The determination to do better today than they did yesterday, has lead to the stroke team at 107 Military Hospital outperforming several awards criteria. Three years after pocketing their first diamond, they report a median door-to-needle time of around 22 minutes, and their thrombolysis rate of around 45% is among the best in the world. “This is the effect of careful prenotification,” Dr Rogoziewicz asserts. “We need to know that a stroke patient is approaching to prepare for action.
“In addition, our team strongly believes that thrombolysis will reduce mortality and improve patient outcomes. Where the decision to administer a thrombolytic drug is not entirely straightforward, we always try to find the possibility of using this treatment. Of course, where there are absolute contra-indications, we withdraw, but in ambiguous situations, where neither administering the drug nor not administering it would be a mistake, we default to using the treatment.”
A bit of magic
For a doctor so strictly governed by procedure and responsibility, Dr Rogoziewicz sounds unexpectedly poetic when asked about his choice of career, citing a “fascination with the perfection of the human body as a set of wonderfully cooperating organs”.

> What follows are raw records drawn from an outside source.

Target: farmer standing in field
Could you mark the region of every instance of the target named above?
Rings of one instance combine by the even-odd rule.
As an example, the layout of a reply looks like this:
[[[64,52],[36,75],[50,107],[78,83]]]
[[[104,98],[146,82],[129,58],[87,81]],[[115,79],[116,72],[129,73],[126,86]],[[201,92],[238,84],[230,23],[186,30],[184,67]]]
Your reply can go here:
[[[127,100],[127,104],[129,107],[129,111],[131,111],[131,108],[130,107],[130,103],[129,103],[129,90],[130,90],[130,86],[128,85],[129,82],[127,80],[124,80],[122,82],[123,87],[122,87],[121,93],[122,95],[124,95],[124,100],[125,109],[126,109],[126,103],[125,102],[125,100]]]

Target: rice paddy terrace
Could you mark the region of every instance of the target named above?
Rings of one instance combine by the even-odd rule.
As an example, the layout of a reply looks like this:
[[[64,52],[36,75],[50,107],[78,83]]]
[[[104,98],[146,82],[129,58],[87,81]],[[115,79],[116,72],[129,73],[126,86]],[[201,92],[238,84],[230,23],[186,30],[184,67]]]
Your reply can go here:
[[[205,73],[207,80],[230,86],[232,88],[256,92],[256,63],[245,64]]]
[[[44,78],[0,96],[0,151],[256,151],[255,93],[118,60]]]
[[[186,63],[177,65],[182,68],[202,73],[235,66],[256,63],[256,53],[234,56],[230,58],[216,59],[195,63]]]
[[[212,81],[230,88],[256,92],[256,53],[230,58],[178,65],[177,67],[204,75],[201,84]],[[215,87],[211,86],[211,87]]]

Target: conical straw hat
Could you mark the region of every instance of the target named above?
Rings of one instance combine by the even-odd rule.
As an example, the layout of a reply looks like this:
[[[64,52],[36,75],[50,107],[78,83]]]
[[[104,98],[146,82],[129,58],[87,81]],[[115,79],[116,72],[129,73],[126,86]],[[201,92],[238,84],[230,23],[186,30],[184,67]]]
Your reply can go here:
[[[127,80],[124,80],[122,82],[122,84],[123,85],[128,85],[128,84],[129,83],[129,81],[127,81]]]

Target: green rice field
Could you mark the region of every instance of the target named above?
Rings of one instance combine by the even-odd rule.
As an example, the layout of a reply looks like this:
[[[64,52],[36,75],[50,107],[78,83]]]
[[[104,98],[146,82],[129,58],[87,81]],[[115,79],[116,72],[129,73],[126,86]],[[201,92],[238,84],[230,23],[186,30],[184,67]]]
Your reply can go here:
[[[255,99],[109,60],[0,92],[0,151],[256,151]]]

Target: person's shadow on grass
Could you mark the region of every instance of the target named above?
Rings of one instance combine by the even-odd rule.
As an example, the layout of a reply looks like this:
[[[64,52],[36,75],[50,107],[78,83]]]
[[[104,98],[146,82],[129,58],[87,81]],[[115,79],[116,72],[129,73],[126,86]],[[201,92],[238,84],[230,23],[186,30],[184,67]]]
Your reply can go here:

“I studied at the Medical Academy in Bydgoszcz, and I always associated neurology with a bit of magic,” he says. But beneath the magic there is the demanding – and attractive – logic of neuroanatomy and neurophysiology. “I am a person created for specific tasks,” Dr Rogoziewicz says. “I analyse and predict various situations, then I try to perform the assigned task as best as possible, looking at it from different angles.” But no matter how cool-headed and courageous his decision- making needs to be, he never forgets that “behind every decision there may also be a human tragedy”.